One of America’s Least Understood* Social Justice Issues: the Incarceration Industry

*And most important
Learn more (including a beautiful profile of my friend Larry Watson) here:

THE UNITED STATES has the highest documented incarceration rate in the world. Nearly 2.3 million Americans are currently in prison or jail in the U.S.—a 500 percent increase over the past 30 years, according to data from the Sentencing Project. As the incarcerated population grows, so does the private prison industry. CCA owns or operates 66 detention centers in the U.S., making it the country’s leading private prison corporation. In 2011, CCA recorded $1.7 billion in total revenue. According to an article by Suevon Lee at ProPublica, CCA has also spent $17.4 million on lobbying over the past 10 years and made $1.9 million in political contributions from 2003 to 2012.

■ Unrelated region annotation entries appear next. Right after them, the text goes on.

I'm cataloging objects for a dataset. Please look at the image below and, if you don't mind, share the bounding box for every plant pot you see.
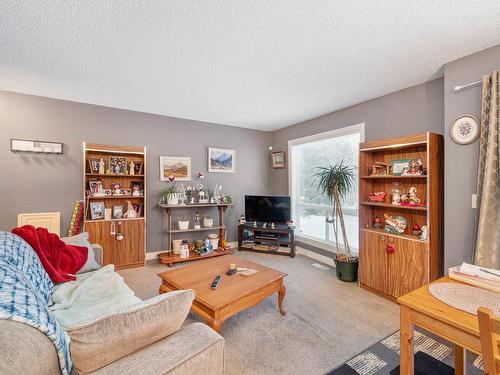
[335,258,359,282]
[177,220,189,230]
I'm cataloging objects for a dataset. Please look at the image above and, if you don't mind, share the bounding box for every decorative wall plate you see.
[450,115,479,145]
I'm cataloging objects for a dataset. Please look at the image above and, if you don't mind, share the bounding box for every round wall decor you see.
[450,115,479,145]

Though U.S. prisons have long outsourced certain aspects of their operations—such as dining or laundry services or medical care—to private contractors, until the 1980s local, state, or federal governments were the sole owners and operators. President Nixon was the first to link the Drug Enforcement Administration with federal law enforcement agencies, significantly shifting the country’s view of illegal drugs from social ills to criminal acts, which increased incarceration rates. But it was the Reagan administration that ushered in the “private prison gold rush.” Reagan’s highly publicized draconian response to crack cocaine in the 1980s had a disproportionate impact on African-American communities. In the decades since, the prison population skyrocketed, with most of the conviction increase involving drug violations.